Problematisch an derartigen Hashtags ist, dass sie Sexisten, die es ohne Zweifel gibt, wohl kaum zum Umdenken bewegen. Stattdessen verhärten sich die Fronten weiter und es entsteht kein Dialog.
Lackmus-Test
16.08.2018 - 12:07 Uhr
Wenn mann für “Männer” irgendeine andere Gruppe einsetzt, dann werden die Tweets erst richtig interessant.

"Juden werden nicht pauschalisiert sondern wegen ihres Verhaltens gebashet. Sie dominieren alle Ressourcen und besetzen alle Räume, ohne ihre Privilegien infrage zu stellen, sehen nicht ein sich zurückzuziehen, nehmen keine Kritik an. Judentränen nicht in meiner TL, #JewsAreTrash"

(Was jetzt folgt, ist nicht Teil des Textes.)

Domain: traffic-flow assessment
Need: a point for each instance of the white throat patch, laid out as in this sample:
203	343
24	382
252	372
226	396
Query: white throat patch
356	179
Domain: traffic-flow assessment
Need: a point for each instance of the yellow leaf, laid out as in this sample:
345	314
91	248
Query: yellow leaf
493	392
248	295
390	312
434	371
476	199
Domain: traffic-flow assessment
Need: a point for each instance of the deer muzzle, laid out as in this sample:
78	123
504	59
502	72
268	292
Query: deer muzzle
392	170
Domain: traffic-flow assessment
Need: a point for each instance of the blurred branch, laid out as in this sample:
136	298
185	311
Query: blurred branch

Wenn man wissen will, ob es sich bei irgendeiner Aussage um gruppenbezogene Menschenfeindlichkeit handelt, einfach den Namen der fraglichen Gruppe gegen “Juden” austauschen.
Lackmus-Test
16.08.2018 - 12:08 Uhr
PS: Bin Faschoschwein und halte mich für lustig.
Empfehlung
16.08.2018 - 12:26 Uhr
Aus "Männer" mal "Moslems" machen, zurücklehnen, Chipstüte aufmachen und genießen.
Empfehlung
16.08.2018 - 12:27 Uhr
PS: Bin Faschoschwein und halte mich für lustig.
Festellende Festeller*in
16.08.2018 - 12:32 Uhr
Kritik an Männern, Christentum und dem Westen =
links und positiv

Kritik an Frauen, Islam und dem Nahen Osten = rechtsradikal und böse
Der Drunterschreiber
16.08.2018 - 12:33 Uhr
Jeweils eine Gruppe durch eine andere zu ersetzen und dann die Aussage zu orüfen ist ein sehr guter Test.

P.S: Bin ein 'refugees-welcome' gröhlendes Schwein und halte mich für moralisch überlegen.

Loketrourak

Postings: 816

Registriert seit 26.06.2013

16.08.2018 - 12:35 Uhr
Haha, Snowflakes. Men in Tears.

@Lackmus: Selten etwas dümmeres gelesen. aber auf gaaaar keinen Fall antisemitisch, nein.

"Mainzelmännchen werden nicht pauschalisiert sondern wegen ihres Verhaltens gebashet. Sie dominieren alle Ressourcen und besetzen alle Räume, ohne ihre Privilegien infrage zu stellen, sehen nicht ein sich zurückzuziehen, nehmen keine Kritik an. Mainzelmännchentränen nicht in meiner TL, #MMAreTrash"

Ich hätte jetzt richtig Lust auf ein paar mehr Zitate aus fefes Blog, weil es eine intellektuelle Meisterleistung ist, aus Blogs zu zitieren.